Yhyakh celebrations in the Republic of Sakha. Betta27 (CC BY-SA 4.0)

Residents of Russia’s largest region in the Far East have slammed a move by local authorities to dedicate indigenous holiday celebrations to Moscow's military campaign in Ukraine.

The Republic of Sakha celebrates the Yhyakh New Year annually during the summer solstice, with this year’s festivities falling on Wednesday, June 21.

Just days before the celebrations were set to kick off, the mayor of the regional capital Yakutsk announced Yhyakh 2023 would be dedicated to Russian troops fighting in Ukraine and donations toward the country’s war efforts would be collected at the event grounds. 

"Particular attention will be paid to our honored guests — distinguished participants of the 'special military operation'," Yakutsk Mayor Yevgeny Grigoriyev said, using the Kremlin's preferred term for its invasion of Ukraine.

"I urge the guests and participants of Yhyakh to support our defenders and contribute to [our] victory!"

The decision sparked backlash online, with angry comments and dislikes on Sakha-based social media pages from both pro- and anti-war users, according to the news outlet Govorit NeMoskva.

“I won’t attend Yhyakh. I don’t want to desecrate my faith and the traditions of my people,” one user was quoted as saying by the outlet.

Anti-war commenters argued the authorities were attempting to co-opt traditional celebrations to promote Moscow's invasion of Ukraine.

Meanwhile, some war supporters proposed canceling Yhyakh celebrations altogether and to instead send donation proceeds to mobilized soldiers, Govorit NeMoskva reported.

The most high-profile opposition to changes at this year’s festivities came from the locally-popular event host and social media influencer Liza Gazizova, who said she had turned down an offer to host the war-themed Yhyakh.

Gazizova previously criticized Russia’s 2020 constitutional referendum that cleared the way for President Vladimir Putin to seek re-election and remain in power until 2036.

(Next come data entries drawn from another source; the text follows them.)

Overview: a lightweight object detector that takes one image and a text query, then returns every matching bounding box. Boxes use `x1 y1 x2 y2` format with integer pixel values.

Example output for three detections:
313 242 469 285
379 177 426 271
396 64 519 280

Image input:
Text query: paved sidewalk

It was not immediately clear whether the online outrage would be reflected in lower attendance numbers at Yhyakh celebrations on Wednesday, but images shared by local media outlets appeared to show half-empty stands at the event grounds. 

At last year’s celebrations, Sakha authorities boasted a record-setting attendance of 220,000 people from some 50 countries.

Russians from the republic of Sakha and the country's other ethnic republics have been disproportionately killed on the front lines in Ukraine.